This healthier banana bread recipe is your answer to all that food and candy overdose. Past and future. With coconut oil and whole wheat flour, it has a sweet, earthy tone that complements those wonderful dark chocolate chips. Or chunks.
- 2 cups (260g) superfine whole wheat flour
- 1 teaspoon baking powder
- 1 teaspoon baking soda
- 1/4 teaspoon salt
- 1/2 cup coconut oil
- 1/2 cup (100g) coconut or fine muscovado sugar (or brown sugar)
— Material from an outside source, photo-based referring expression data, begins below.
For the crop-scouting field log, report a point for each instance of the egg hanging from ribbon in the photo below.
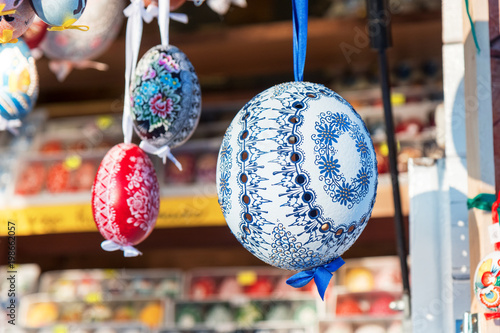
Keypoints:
(19, 80)
(104, 19)
(165, 97)
(9, 5)
(297, 176)
(487, 281)
(60, 13)
(125, 196)
(12, 26)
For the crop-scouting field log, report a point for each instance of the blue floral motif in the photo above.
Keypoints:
(362, 148)
(139, 99)
(327, 133)
(363, 179)
(341, 122)
(329, 166)
(289, 254)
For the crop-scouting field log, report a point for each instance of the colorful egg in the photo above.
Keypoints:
(125, 195)
(487, 281)
(104, 21)
(12, 26)
(165, 97)
(59, 12)
(18, 80)
(297, 176)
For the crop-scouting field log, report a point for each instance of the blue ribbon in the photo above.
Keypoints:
(321, 275)
(299, 37)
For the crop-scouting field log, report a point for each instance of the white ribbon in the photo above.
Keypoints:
(10, 125)
(162, 152)
(222, 6)
(136, 13)
(62, 68)
(128, 251)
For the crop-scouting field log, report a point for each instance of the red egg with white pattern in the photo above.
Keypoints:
(125, 195)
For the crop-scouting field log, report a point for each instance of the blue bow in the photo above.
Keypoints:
(299, 8)
(321, 274)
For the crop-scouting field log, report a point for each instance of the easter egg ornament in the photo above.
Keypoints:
(164, 101)
(125, 198)
(18, 81)
(60, 14)
(487, 274)
(14, 24)
(297, 174)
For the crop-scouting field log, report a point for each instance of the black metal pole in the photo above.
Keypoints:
(380, 40)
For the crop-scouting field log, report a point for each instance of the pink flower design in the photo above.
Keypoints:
(150, 74)
(168, 63)
(159, 106)
(138, 204)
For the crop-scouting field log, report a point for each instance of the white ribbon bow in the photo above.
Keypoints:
(128, 251)
(162, 152)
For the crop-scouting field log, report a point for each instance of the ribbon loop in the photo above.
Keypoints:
(128, 251)
(300, 8)
(321, 275)
(162, 152)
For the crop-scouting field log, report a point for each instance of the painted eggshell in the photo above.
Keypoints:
(487, 281)
(165, 97)
(35, 33)
(12, 26)
(59, 12)
(125, 195)
(6, 5)
(104, 21)
(297, 175)
(18, 80)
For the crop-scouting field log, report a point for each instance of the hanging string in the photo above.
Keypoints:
(299, 8)
(164, 21)
(472, 26)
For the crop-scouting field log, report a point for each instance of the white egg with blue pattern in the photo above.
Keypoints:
(297, 176)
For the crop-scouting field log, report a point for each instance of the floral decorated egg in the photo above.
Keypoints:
(59, 12)
(104, 21)
(487, 281)
(125, 195)
(297, 176)
(12, 26)
(165, 97)
(18, 80)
- 1/2 teaspoon vanilla extract
- 2 eggs, at room tº
- 2 cups (3–4 medium) mashed very ripe banana
- 1/2 cup (60g) dark chocolate chips or chunks
- 1 whole banana, for decoration (optional)
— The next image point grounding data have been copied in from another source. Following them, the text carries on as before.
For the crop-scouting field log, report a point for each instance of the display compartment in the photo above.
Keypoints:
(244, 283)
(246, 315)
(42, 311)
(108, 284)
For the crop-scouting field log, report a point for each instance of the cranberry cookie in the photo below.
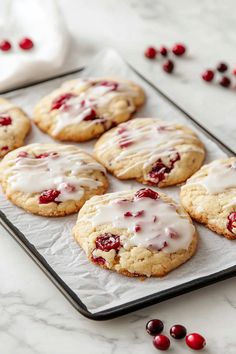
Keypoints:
(209, 196)
(51, 179)
(83, 109)
(136, 234)
(14, 126)
(151, 151)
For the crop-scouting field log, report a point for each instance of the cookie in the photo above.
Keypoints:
(209, 196)
(51, 179)
(151, 151)
(14, 126)
(83, 109)
(141, 233)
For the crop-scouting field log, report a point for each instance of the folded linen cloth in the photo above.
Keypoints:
(41, 21)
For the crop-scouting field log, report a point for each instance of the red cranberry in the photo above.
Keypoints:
(179, 49)
(146, 193)
(5, 148)
(160, 170)
(26, 43)
(163, 51)
(70, 188)
(91, 116)
(231, 224)
(208, 75)
(121, 130)
(168, 66)
(161, 342)
(222, 67)
(139, 213)
(225, 81)
(150, 53)
(48, 196)
(195, 341)
(137, 228)
(5, 121)
(42, 156)
(61, 100)
(108, 242)
(98, 260)
(23, 154)
(124, 143)
(5, 45)
(128, 214)
(154, 327)
(178, 331)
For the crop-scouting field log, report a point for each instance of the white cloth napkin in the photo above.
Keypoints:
(41, 21)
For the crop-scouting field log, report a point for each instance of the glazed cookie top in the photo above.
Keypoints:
(217, 179)
(14, 125)
(57, 173)
(88, 101)
(145, 219)
(150, 147)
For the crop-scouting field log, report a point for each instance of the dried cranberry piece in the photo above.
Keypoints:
(91, 116)
(23, 154)
(137, 228)
(121, 130)
(98, 260)
(124, 143)
(139, 213)
(146, 193)
(128, 214)
(61, 100)
(70, 188)
(160, 170)
(26, 43)
(231, 224)
(48, 196)
(5, 45)
(4, 121)
(107, 242)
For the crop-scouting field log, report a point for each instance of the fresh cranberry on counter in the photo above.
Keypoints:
(195, 341)
(150, 53)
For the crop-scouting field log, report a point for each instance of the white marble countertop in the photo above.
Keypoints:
(35, 317)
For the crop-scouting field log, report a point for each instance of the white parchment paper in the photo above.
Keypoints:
(97, 288)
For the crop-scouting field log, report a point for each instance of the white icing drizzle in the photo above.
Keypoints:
(92, 97)
(161, 227)
(219, 178)
(4, 107)
(59, 172)
(149, 142)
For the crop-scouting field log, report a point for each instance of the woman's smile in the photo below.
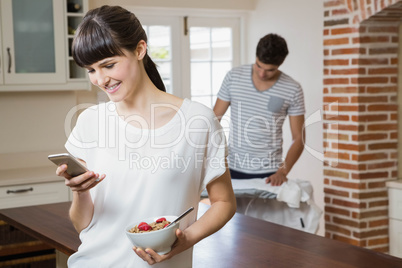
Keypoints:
(113, 88)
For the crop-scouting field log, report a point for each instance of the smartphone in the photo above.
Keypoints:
(74, 167)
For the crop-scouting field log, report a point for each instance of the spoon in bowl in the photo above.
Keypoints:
(180, 217)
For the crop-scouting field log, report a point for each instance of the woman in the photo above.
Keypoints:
(150, 153)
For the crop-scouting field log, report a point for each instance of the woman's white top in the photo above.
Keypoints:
(149, 172)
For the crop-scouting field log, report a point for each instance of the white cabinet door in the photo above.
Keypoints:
(33, 49)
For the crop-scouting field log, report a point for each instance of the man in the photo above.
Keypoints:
(261, 96)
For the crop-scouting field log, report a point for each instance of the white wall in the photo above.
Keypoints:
(301, 24)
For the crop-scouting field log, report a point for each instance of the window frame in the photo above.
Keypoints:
(181, 72)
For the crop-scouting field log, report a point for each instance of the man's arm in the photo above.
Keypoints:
(295, 150)
(220, 108)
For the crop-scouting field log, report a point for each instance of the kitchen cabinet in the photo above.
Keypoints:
(395, 217)
(27, 187)
(34, 45)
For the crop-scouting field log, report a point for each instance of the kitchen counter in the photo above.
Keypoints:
(242, 242)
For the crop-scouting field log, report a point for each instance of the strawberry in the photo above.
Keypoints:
(160, 220)
(144, 227)
(142, 223)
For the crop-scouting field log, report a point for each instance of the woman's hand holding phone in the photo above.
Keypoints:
(76, 175)
(80, 183)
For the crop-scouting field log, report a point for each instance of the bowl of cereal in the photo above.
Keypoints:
(153, 233)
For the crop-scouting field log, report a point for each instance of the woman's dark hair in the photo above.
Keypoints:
(272, 49)
(105, 32)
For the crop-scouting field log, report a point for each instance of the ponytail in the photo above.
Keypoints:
(152, 72)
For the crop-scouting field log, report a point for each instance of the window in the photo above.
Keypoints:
(193, 54)
(212, 47)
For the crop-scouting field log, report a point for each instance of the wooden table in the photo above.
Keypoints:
(243, 242)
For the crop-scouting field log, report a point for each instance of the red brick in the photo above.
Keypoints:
(382, 127)
(369, 80)
(369, 99)
(336, 81)
(338, 211)
(382, 107)
(348, 204)
(369, 61)
(381, 203)
(377, 184)
(336, 41)
(370, 175)
(367, 234)
(368, 137)
(369, 118)
(381, 146)
(336, 173)
(347, 127)
(383, 29)
(348, 222)
(347, 89)
(383, 70)
(369, 157)
(382, 165)
(351, 185)
(353, 71)
(350, 147)
(368, 196)
(383, 50)
(382, 89)
(376, 223)
(348, 51)
(332, 99)
(370, 39)
(336, 117)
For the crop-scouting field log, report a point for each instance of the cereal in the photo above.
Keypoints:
(144, 227)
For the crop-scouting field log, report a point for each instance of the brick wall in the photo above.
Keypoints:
(360, 123)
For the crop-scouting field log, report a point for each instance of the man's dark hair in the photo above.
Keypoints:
(272, 49)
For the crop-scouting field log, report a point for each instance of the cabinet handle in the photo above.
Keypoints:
(19, 191)
(9, 60)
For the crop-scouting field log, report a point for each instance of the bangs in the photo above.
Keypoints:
(93, 43)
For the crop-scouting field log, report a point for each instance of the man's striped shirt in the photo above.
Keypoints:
(256, 119)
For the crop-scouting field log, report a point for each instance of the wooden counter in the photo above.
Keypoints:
(242, 242)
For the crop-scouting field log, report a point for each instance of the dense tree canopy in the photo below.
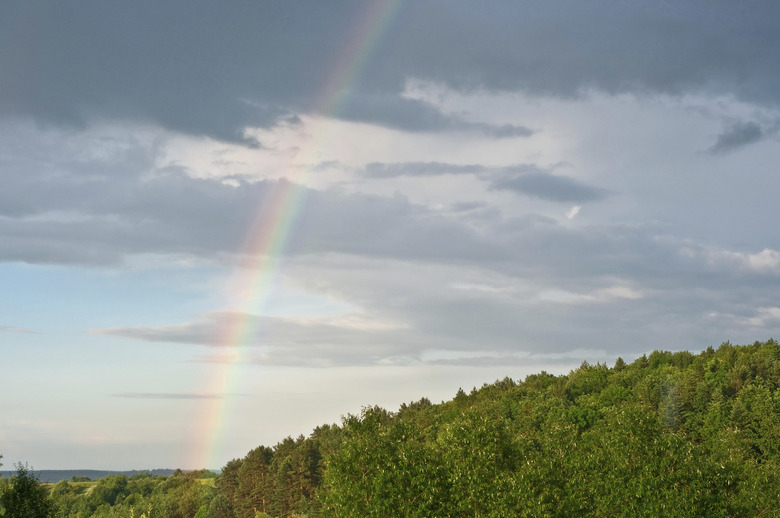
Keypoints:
(670, 434)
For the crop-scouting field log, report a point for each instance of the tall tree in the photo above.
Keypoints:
(26, 497)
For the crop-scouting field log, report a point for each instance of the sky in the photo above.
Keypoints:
(226, 223)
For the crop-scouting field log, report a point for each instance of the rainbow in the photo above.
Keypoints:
(269, 237)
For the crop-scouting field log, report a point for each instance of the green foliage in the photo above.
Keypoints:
(670, 434)
(25, 497)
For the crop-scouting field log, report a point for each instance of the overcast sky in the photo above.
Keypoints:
(222, 223)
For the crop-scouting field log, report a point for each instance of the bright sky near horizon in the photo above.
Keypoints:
(222, 223)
- 1 tablespoon coconut sugar or brown sugar (optional)
- Preheat oven at 350ºF / 180ºC.
- Line a 10×4-inch loaf pan with parchment paper (bottom and two narrow sides) and spray or butter remaining sides.
- In a large bowl beat coconut oil with sugar for 1 minute.
- Add eggs, one at a time, beating well after each addition.
- Add bananas and vanilla in 2 parts, alternating with sifted dry ingredients (flour, baking soda, baking powder and salt) in 3 parts. I sift everything directly over the batter, but you can do it separately.
- Add chocolate chips or chunks and mix well with a spatula.
- Pour into the prepared pan and add whole banana, cut lengthwise in 4 pieces, on top.
- Sprinkle with the extra tablespoon of sugar.
- Bake for 45-50 minutes, until cracked on top and a tester comes out clean.
- Let cool on a wire rack and unmold.
- It keeps, well wrapped, at room tº for a day or two.
Bananas: the best ones for this recipe are the ones that are overripe, soft, mushy, that smell barely fermented and where the skin is usually spotted.
Variations: add some chopped walnuts or pecans to the batter, about 1/4 cup, or a few tablespoons cocoa nibs or wheat germ or bran.
Freezing: well wrapped it can be frozen for up to a month.